# Any rattie breeders in the Manchester area



## princesslea (Jul 6, 2010)

Hi


My husband and I are have decided to get a couple of pet rats. I have kept pet rodents for years but my husband is quite new to them and fell in love with a couple we handled in our local pet shop. Due to a bad experience I had many years ago I would rather get them from a reputable breeder that have well socialised their rats rather than the local petshop. I would prefer dumbos. 

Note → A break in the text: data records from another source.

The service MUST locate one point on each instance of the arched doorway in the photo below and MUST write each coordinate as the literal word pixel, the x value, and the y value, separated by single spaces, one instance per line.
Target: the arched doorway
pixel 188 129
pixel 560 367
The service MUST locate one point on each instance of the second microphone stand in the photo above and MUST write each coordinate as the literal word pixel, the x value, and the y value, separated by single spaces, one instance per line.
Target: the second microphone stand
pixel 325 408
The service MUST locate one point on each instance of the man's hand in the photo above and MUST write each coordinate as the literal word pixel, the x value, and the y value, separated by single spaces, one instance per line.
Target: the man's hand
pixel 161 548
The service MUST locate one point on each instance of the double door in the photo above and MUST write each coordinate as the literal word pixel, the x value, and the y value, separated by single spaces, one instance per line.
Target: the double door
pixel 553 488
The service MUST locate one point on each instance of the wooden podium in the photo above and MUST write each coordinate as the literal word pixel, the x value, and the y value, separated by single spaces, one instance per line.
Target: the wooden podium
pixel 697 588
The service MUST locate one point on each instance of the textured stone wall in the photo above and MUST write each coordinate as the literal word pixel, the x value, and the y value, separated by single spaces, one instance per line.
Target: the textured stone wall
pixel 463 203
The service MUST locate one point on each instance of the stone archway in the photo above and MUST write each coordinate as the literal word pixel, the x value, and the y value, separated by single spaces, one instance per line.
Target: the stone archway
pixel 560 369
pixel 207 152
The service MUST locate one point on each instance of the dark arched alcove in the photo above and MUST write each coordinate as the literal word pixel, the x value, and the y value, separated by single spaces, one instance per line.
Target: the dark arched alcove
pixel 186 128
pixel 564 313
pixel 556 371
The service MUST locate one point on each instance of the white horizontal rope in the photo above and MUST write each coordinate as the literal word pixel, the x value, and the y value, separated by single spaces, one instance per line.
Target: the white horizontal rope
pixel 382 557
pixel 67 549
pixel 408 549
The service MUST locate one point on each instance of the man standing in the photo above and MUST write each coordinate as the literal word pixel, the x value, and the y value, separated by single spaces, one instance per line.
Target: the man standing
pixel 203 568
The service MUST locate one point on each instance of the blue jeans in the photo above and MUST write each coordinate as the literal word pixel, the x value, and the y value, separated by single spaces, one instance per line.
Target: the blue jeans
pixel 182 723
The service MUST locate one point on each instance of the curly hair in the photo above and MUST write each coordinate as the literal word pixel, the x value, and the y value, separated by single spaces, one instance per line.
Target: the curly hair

Can any body recommend any local breeders please

Thanks

Shelley


----------



## Cillah (Jul 6, 2010)

Shiprat breeds rats and lives in Manchester. He has a litter at the moment of black and blue roans. I don't believe he is on this forum but he is on the Fancy Mouse forum and RFUK. Give me a second and I will see if I can find some contact details for you..

Email [email protected]
Web MadHouse Mousery ~ Home

Hope that helps


----------



## Paws&Claws (Aug 29, 2009)

Rescue?!  x


----------



## diane_1980 (Jul 31, 2009)

Rat Rescue based in Wigan and Laura who runs it is a member on here

Spoiled Rats! - Home


----------



## spoiled_rat (Mar 24, 2008)

And we do indeed have some lovely dumbo rescue youngsters/kittens at the moment


----------



## myzoo (Jan 13, 2010)

have you tried rescues contact the rspca or the adoption centre at [email protected] they may just have some lovely ratties that need a loving home if not they my know of somewere that has rescues please consider adoption there are lots of ratties out there that need a good home. Good luck on your search and will love pics once you get them


----------



## princesslea (Jul 6, 2010)

Aw thanks for all the suggestions and links. I did consider looking at rescue homes but because these would be my first rats I feel that it is important I get rats that I know have a good background healthwise and temperament.


----------



## MissG (Apr 18, 2008)

I got mine from a nice girl in Liverpool, sounds far, but it's only 45 minutes away.

I use all 4 of mine at schools, so that goes to show just how friendly there are. They crave attention and will lick your skin raw if you let them!


----------